Ele também destacou a conectividade proporcionada pela chegada dos cabos submarinos e o ambiente da Zona de Processamento de Exportação (ZPE), que concede incentivos fiscais e oferece infraestrutura.
Ao analisar o papel das fontes renováveis na atração de investimentos tecnológicos, Camylla Melo, especialista do núcleo de energia da Federação das Indústrias do Estado do Ceará (Fiec), que também participou do evento, apontou que a oferta de energia limpa é o fator central para viabilizar os novos empreendimentos no estado.
" O maior custo que temos hoje no data center é a energia. Então, incentivar que essa energia seja renovável vai no caminho da transição energética como um todo. O Ceará tem energia eólica, solar, abundante.
Para a especialista, a combinação entre a matriz limpa e a infraestrutura de telecomunicações cria as condições ideais para a região se destacar:
" A gente faz um casamento perfeito aqui quando a gente pensa em energia em abundância e conectividade.
Há o desafio, porém, de manter um fornecimento estável de energia para os data centers. O ministro explicou que, embora a prioridade seja a matriz energética renovável, o suprimento precisa ser integrado a fontes que não são intermitentes, como biomassa e hidrelétrica. Há ainda a previsão de uso de baterias para armazenar energia. O primeiro leilão de bateria está previsto para o fim deste ano:
" O governo está preocupado com a estabilidade energética do país. Por isso, teremos um leilão no fim do ano para baterias. Já existe tecnologia para isso.

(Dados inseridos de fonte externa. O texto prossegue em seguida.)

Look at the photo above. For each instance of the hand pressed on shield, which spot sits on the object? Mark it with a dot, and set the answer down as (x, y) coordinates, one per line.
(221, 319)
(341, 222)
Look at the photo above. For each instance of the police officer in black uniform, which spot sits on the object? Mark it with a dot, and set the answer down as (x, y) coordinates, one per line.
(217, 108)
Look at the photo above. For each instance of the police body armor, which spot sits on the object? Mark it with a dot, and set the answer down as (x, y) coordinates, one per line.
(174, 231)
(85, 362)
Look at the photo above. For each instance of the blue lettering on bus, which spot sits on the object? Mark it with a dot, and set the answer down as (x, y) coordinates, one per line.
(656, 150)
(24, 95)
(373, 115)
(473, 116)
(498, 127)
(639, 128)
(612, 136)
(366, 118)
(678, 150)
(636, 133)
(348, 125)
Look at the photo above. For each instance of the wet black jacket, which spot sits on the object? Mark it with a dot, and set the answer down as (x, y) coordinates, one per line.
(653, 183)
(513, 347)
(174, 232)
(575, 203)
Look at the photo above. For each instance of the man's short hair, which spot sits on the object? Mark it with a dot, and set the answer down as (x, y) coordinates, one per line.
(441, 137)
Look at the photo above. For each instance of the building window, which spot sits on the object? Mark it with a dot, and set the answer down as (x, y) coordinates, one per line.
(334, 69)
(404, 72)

Se a abundância energética e os incentivos do Redata equacionam o lado de oferta de eletricidade e o financeiro, a operação dos complexos de data centers esbarra no gargalo da formação profissional. Camylla, da Fiec, lembra que um centro de dados cria um grande número de empregos durante a fase de construção e instalação, mas a fase operacional exige contingente reduzido e de altíssima especialização:
" Há necessidade de uma mão de obra muito qualificada, muito especializada. Então, precisamos dar oportunidade aos profissionais para que tenhamos mão de obra firme aqui no Brasil, para que não precisemos importar profissionais.

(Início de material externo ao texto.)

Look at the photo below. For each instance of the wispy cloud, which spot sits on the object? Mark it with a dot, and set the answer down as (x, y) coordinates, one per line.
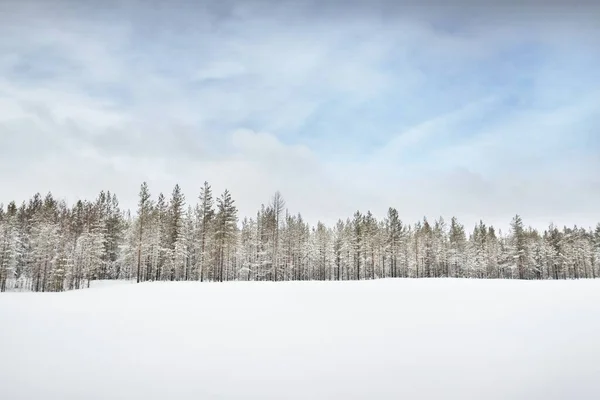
(473, 111)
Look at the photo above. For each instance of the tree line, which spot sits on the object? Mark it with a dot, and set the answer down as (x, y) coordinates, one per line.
(45, 245)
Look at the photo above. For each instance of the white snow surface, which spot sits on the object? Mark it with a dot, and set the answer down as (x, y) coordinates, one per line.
(386, 339)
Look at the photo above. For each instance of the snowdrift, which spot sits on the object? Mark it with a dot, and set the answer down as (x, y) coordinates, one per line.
(387, 339)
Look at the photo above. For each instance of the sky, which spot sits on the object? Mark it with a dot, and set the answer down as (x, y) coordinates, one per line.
(468, 109)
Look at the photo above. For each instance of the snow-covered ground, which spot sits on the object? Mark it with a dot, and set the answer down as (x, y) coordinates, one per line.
(387, 339)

Costa, da Omnia, reconhece o desafio de encontrar pessoas qualificadas:
" A disponibilidade de mão de obra hoje no Brasil é um problema, e claro que na região não seria diferente. Ainda assim a Omnia tem conseguido atingir resultados muito bons. Na primeira fase (da construção do data center em Caucaia), que é a fase civil, conseguimos contratar 72% da mão de obra local cearense, que foi uma surpresa inclusive para nós.
Segundo ele, a empresa tem investido na qualificação da mão de obra local por meio de parcerias:
" Começamos com as nossas turmas de qualificação em parceria com a Prefeitura de Caucaia e com o sistema S, sistema Senai. Nós já qualificamos mais de cem cidadãos da cidade de Caucaia. Estamos agora com mais 350 vagas em aberto nesse processo e queremos atingir mais de 1.500 pessoas qualificadas.

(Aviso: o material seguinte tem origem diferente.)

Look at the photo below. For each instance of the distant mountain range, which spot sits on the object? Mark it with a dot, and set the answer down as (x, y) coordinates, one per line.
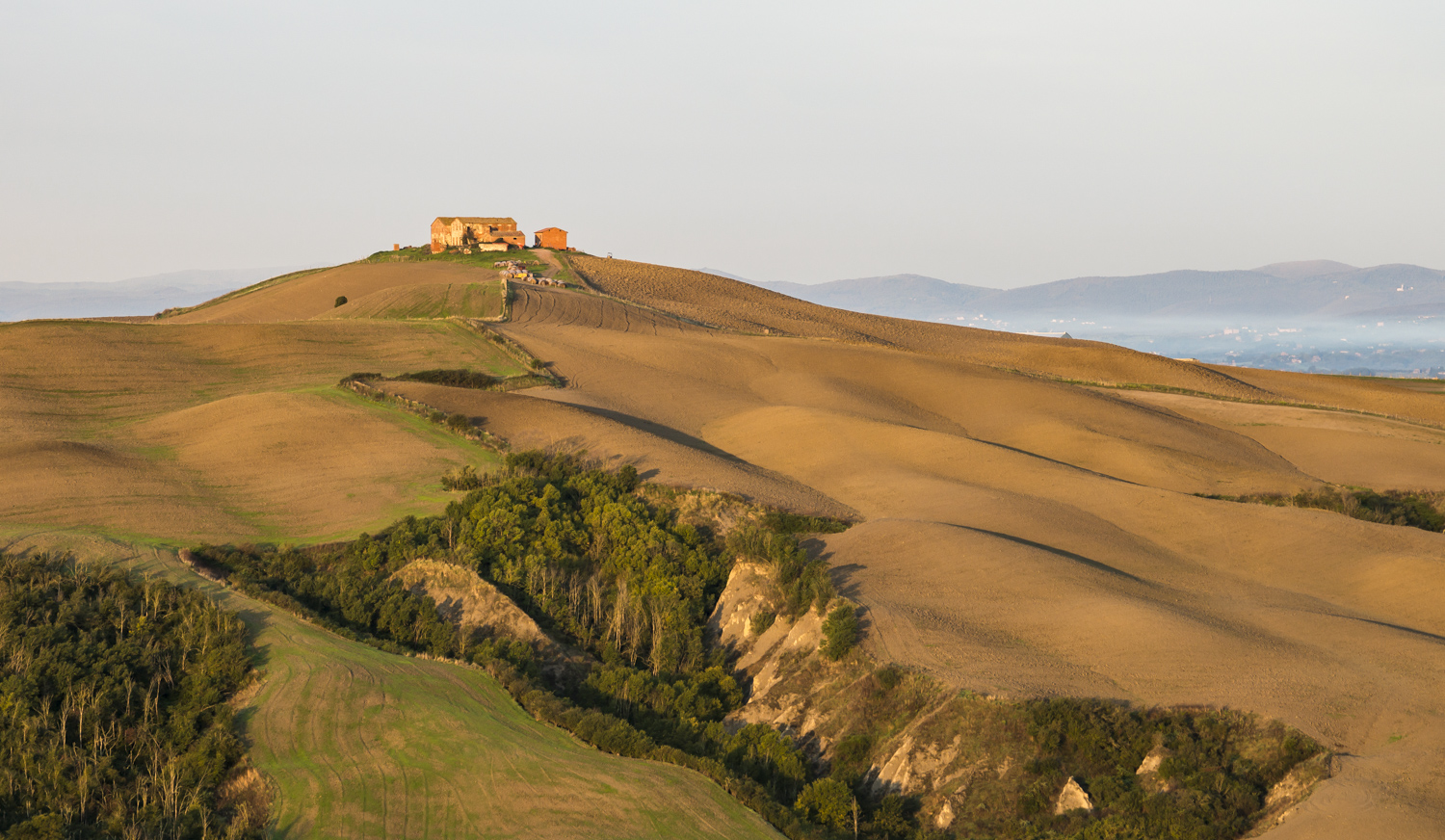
(135, 297)
(1303, 289)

De acordo com o ministro Siqueira Filho, o Plano Nacional de Inclusão Digital inclui iniciativas de capacitação para a camada de menor renda da população. Em paralelo, há conversas com o Ministério da Educação e com as universidades, para que cursos profissionalizantes sejam oferecidos na área de data centers e tecnologia da informação.
O projeto Transição Energética é uma iniciativa do GLOBO e do Valor Econômico, com patrocínio da Vale.